Lantas ia mengulurkan sebelah tangannya di depan si gadis jelita.

“Mari pergi bersama.”

Sejumput rambut kecoklatannya yang bebas turut terbawa hembusan angin. Dia menatap secara bergantian jemari panjang nan maskulin itu dan wajah tampan yang tidak pernah lepas senyum. Lama. Lalu menyahut, “Tidak mau.”

“Kenapa?”

“Kamu orang yang berbahaya.”

Kok tau?”

“Tidak tahu.”

“Kalau tidak tahu kenapa bisa menyimpulkan seperti itu?”

“Firasat.”

Kemudian gelak tawa renyah si pemuda menyeruak diantara paduan suara para kodok. Matanya menyipit dan garis bibirnya melebar.

Dia suka tawa itu.

“Kalau begitu mengapa tidak mencoba untuk bisa mengetahuinya?” Si pemuda masih mengulurkan tangan, memberi tatapan penuh keyakinan.

Sedang yang ditanya kemudian menyipitkan mata. Menatap penuh antisipasi. “Sudah menunggumu satu jam.

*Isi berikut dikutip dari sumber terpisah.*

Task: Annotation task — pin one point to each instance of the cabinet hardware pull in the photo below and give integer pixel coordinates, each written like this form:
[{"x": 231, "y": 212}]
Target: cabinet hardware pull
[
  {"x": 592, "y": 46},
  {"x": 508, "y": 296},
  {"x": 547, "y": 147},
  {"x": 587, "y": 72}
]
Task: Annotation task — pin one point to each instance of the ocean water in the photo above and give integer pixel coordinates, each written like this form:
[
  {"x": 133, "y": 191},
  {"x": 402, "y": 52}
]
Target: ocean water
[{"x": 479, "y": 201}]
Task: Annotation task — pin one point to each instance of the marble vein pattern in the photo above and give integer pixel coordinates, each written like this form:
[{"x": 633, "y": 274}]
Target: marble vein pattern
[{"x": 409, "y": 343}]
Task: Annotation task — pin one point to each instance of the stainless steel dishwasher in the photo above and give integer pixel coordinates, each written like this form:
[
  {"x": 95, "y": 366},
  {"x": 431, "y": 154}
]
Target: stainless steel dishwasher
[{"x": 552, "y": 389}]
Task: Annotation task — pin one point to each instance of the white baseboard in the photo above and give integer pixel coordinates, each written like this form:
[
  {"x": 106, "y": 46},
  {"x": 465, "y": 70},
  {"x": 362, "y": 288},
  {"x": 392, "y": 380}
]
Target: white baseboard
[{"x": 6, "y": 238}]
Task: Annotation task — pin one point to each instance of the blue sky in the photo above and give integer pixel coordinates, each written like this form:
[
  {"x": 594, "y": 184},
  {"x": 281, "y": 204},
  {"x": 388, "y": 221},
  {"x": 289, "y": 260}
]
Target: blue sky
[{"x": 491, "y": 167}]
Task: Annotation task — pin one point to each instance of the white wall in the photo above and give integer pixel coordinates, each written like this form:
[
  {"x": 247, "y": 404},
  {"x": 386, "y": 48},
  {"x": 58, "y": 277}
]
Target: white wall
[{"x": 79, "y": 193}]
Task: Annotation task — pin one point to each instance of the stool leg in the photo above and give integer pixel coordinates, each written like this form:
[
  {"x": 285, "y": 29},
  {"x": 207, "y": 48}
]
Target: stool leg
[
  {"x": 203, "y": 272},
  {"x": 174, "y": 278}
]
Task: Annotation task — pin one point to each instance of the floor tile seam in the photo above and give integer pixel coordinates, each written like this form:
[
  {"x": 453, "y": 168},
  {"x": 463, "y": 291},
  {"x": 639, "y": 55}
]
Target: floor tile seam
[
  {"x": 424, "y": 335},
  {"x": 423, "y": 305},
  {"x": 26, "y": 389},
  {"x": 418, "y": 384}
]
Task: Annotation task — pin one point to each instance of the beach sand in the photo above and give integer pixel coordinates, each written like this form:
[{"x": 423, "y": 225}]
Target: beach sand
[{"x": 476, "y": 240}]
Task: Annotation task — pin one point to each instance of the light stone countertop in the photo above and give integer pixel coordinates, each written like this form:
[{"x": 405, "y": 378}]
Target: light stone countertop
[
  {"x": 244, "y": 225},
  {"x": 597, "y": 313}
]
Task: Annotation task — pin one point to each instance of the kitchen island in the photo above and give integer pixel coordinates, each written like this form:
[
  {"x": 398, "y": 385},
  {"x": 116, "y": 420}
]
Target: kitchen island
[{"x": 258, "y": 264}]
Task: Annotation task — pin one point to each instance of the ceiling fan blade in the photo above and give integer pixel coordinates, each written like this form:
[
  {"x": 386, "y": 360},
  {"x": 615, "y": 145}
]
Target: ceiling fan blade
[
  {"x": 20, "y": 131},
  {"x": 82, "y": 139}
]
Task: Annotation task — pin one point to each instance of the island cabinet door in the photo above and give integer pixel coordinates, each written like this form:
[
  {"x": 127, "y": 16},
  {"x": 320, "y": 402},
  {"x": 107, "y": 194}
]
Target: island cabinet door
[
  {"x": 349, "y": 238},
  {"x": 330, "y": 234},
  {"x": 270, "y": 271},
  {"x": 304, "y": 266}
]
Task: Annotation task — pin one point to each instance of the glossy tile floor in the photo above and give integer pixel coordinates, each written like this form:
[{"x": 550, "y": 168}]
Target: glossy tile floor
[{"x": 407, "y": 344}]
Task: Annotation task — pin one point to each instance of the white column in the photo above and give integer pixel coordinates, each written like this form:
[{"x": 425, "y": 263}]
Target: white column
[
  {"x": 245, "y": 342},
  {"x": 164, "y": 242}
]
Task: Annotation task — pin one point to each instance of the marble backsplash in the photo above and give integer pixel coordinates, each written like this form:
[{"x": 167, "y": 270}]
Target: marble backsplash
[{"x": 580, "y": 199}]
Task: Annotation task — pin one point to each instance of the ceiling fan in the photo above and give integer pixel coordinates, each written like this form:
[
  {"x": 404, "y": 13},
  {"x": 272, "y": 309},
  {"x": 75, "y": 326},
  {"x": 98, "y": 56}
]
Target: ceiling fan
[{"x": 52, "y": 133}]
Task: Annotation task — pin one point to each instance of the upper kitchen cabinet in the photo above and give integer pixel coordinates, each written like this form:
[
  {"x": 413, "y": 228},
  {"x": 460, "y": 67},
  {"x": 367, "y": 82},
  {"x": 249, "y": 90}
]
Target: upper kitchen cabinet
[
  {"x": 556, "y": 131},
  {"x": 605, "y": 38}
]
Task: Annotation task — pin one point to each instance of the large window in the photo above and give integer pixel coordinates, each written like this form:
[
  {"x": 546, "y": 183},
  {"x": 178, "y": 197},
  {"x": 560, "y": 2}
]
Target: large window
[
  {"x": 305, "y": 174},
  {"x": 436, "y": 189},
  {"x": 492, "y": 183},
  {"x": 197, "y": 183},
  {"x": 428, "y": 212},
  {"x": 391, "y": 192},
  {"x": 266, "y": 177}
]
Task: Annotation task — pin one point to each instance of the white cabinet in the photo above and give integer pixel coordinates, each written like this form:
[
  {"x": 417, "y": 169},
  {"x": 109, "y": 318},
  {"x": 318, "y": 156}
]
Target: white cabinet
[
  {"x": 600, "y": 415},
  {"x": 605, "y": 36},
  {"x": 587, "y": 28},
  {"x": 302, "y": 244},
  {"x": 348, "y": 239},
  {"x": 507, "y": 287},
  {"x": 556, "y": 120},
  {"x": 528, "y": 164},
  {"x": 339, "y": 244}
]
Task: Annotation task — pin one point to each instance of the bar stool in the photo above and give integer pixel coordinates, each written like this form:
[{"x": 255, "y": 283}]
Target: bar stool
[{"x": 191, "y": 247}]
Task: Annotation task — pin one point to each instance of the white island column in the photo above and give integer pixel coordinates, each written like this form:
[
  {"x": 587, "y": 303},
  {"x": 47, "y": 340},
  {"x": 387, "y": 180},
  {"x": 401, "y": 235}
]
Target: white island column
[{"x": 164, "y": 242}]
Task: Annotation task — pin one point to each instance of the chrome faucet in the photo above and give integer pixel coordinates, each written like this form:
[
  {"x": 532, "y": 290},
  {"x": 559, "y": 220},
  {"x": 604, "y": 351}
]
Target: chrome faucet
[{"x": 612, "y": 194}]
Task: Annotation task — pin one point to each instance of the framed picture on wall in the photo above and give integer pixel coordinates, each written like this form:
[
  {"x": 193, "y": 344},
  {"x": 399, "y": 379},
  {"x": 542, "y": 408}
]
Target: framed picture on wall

Dan kamu hanya memberikan uluran tanganmu, Siwon?”

“Aku bisa memberikanmu apa saja, Yoona.” Dia memberi tawaran. “Jika kamu mau.”

Sekali lagi mata bulat nan cantik milik si gadis jelita menyipit, menyiratkan keengganan.

Dia suka apapaun ekspresi wajah gadis itu.

Dan gelak tawa mereka mengukar setelah jari-jari Yoona yang lembut menyentuh tangan maskulin milik Siwon. Menerima uluran tangan itu. Menyetujui gagasan bahwa mereka akan pulang bersama dengan jalan kaki. Di bawah sinar rembulan dan sisa-sisa hujan di sepanjang jalan. Juga dibawah payung kuning yang mungil.

“Aku suka hujan. Kalau kamu?”

“Lebih suka matahari. Tidak suka hujan. Tapi aku suka suara kodok setelah hujan.”

“Itulah sebabnya kamu dipanggil Nona Kodok,” sahut Siwon, bercanda. “Kenapa suka?”

“Merdu.”

“Apa?”

“Suara mereka. Saat mendengarnya aku bisa merasa lega. Berarti hujan telah usai. Aku tidak perlu khawatir lagi.”

“Kenapa tidak suka hujan?”

“Dingin.”

Lalu Siwon berhenti melangkah. Dan turut membuat langkah Yoona berhenti. Gadis itu menunggu. Bertanya-tanya mengapa Siwon—sahabatnya tiba-tiba saja berhenti melangkah.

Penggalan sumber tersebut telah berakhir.